Well, now the FFL is being resurrected. The site is back up (along with a presence on Facebook and Twitter) and Mr Smith is working on a new, faster, shinier and (most importantly) more automated game engine. All the old team are back on board. I've already written a review which is up on the (as yet unfinished) site, and Mr Birch and I have recorded an inaugural podcast - very much a dry-run, pilot sort of affair. Hopefully, November's podcast will be available to the world on iTunes.

If nothing else this should act as a push to force me to go to the cinema more often; something that MLYW and I have been trying to do for ages.

Wednesday, 7 October 2009

Zealot, Heal Thyself

Have I commented on this pair of morons before? Dale and Leilani Neumann, of Wisconsin, who let their daughter die because they thought that praying for her was more appropriate than seeking medical treatment.
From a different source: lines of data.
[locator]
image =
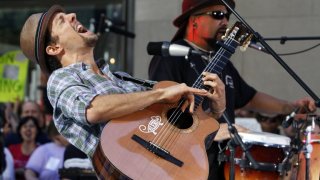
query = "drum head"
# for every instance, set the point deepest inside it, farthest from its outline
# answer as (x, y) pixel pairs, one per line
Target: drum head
(265, 139)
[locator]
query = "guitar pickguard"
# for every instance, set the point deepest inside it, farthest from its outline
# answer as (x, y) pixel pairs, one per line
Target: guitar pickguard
(153, 125)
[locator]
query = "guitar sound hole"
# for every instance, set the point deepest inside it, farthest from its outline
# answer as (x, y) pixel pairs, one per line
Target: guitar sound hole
(181, 120)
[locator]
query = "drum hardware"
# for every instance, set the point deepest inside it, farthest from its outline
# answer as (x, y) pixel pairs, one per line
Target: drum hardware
(307, 149)
(236, 140)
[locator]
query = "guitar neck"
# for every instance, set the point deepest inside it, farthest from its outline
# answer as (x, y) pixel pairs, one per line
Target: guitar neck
(216, 65)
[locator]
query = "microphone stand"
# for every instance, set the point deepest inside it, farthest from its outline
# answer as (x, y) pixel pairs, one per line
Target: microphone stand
(308, 146)
(283, 39)
(259, 38)
(2, 159)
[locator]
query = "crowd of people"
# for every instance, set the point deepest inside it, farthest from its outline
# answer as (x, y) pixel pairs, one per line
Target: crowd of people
(33, 148)
(85, 95)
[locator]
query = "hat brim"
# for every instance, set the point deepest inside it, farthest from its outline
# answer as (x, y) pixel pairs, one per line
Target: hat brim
(179, 21)
(41, 37)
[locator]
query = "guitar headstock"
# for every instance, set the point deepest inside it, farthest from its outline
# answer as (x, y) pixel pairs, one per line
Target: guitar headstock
(239, 33)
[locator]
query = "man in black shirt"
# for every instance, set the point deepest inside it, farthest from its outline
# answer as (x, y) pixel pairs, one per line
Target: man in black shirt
(200, 25)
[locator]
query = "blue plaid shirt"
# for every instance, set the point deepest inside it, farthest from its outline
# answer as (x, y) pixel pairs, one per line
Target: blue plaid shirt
(71, 90)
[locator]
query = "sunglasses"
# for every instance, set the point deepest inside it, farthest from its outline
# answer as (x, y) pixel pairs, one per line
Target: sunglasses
(218, 15)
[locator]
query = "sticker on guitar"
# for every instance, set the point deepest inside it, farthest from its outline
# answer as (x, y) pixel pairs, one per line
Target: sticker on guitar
(153, 125)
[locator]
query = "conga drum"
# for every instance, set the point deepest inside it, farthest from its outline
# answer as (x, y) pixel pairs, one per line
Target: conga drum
(314, 161)
(265, 148)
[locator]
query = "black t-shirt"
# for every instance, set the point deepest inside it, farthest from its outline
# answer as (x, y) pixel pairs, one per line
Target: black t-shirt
(178, 69)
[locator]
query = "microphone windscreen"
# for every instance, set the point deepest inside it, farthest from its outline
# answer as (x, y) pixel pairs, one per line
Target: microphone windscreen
(154, 48)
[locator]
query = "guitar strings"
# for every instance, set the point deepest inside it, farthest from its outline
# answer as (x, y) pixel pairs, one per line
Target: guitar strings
(198, 82)
(177, 112)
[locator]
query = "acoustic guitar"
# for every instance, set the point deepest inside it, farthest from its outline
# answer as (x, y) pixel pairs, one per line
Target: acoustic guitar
(161, 141)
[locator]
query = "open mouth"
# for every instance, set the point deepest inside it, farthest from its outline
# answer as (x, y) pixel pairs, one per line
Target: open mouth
(79, 28)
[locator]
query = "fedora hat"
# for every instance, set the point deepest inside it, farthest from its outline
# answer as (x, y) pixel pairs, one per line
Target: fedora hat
(191, 6)
(33, 36)
(188, 8)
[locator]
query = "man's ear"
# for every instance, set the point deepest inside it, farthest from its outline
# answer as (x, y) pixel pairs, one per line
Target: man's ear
(54, 49)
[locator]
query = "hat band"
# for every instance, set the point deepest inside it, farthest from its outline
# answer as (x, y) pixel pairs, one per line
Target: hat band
(37, 37)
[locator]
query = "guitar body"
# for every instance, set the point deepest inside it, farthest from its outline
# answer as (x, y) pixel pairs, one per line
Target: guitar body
(151, 144)
(185, 143)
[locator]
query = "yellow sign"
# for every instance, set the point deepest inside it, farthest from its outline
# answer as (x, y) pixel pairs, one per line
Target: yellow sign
(13, 76)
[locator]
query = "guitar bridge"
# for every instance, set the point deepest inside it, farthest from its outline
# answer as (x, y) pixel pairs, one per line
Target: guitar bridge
(157, 150)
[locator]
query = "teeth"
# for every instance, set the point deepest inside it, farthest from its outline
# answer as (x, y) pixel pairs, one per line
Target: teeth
(79, 27)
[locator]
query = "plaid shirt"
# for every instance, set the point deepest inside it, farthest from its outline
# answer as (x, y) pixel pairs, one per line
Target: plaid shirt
(71, 90)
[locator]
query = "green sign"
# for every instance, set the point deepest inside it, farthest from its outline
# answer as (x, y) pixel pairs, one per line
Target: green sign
(13, 76)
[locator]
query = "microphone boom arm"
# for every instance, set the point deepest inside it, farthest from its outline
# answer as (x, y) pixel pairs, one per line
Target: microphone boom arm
(259, 38)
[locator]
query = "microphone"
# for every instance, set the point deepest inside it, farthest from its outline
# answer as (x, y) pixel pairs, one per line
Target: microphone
(166, 49)
(255, 46)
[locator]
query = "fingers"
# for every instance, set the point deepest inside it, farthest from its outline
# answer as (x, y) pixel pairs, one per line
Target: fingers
(306, 103)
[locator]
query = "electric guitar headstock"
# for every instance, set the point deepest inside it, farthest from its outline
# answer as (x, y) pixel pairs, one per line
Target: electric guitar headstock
(239, 33)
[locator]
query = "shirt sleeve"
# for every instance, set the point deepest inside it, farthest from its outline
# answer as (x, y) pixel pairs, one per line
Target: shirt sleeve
(68, 94)
(36, 160)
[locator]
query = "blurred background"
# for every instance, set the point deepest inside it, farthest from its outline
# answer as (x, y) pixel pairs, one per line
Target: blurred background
(130, 24)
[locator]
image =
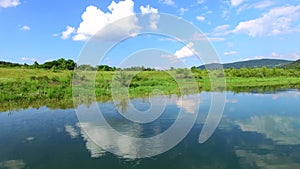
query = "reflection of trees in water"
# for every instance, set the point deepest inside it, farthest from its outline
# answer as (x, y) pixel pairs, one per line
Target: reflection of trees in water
(122, 104)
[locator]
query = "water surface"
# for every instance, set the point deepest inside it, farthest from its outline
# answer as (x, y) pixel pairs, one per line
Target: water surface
(256, 131)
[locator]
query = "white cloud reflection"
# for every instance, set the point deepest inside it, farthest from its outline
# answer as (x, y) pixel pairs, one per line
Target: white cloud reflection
(282, 130)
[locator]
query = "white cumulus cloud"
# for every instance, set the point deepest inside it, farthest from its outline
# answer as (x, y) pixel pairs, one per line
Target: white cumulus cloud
(236, 2)
(200, 18)
(154, 17)
(148, 10)
(167, 2)
(230, 53)
(186, 51)
(278, 20)
(94, 19)
(66, 34)
(9, 3)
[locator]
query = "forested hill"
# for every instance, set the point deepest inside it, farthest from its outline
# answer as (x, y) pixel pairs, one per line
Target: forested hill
(270, 63)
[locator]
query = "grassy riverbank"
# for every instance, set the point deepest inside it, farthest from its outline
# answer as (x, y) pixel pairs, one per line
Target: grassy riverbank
(35, 87)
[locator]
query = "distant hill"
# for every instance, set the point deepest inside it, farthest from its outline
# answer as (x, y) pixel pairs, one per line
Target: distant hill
(270, 63)
(292, 65)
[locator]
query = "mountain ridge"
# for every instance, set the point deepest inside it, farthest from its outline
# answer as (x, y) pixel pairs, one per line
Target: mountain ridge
(255, 63)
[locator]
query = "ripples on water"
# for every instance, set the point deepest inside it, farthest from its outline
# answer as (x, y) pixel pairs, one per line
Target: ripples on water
(256, 131)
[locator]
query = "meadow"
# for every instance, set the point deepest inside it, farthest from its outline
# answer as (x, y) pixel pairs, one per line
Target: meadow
(34, 87)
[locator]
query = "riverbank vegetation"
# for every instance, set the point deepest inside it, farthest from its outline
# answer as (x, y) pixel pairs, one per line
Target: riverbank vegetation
(23, 86)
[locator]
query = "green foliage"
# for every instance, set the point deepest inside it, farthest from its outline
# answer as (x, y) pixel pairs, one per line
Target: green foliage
(22, 85)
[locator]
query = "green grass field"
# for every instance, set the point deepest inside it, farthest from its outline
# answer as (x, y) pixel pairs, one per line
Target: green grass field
(22, 87)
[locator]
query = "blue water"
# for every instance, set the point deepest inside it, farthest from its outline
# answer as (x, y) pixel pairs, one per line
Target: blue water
(256, 131)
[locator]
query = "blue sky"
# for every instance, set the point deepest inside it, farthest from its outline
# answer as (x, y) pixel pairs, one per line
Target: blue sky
(238, 29)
Full story: http://news.bbc.co.uk/1/hi/world/americas/8294225.stm

They appear to have got-off incredibly lightly.

What astonishes me is that their sentences have been spread out and staggered so they can continue to raise and 'care for' their poor, brain-washed kids.

The judge was right to point out that god (if 'he' exists) can maybe "work through other people, some of them doctors". But his comment that the sentence would give them time to "think about Kara and what God wants you to learn from this" is fatuous.

By their own selfish actions they should have already proven to themselves that either (a) god doesn't exist, or (b) his 'plan' for their daughter was for her to die.

So, the only logical punishment is to lock this pair of loons up for a year and take their kids away. If (a) is true, then this is an appropriate punishment for such cruel treatment of a sick child. If (b) is true then their god will surely look after them all.

They said that they:
"believed healing came from God, and that they had not expected their daughter to die as they prayed for her."
Reading on, I see that they've got the gall to appeal against the sentence! What?!?

Actually, screw it. Break their legs and dump them in a pit. They can carry on praying to their god to help them. I'm sure once he deems that they've been punished enough he will heal them and they can then climb out.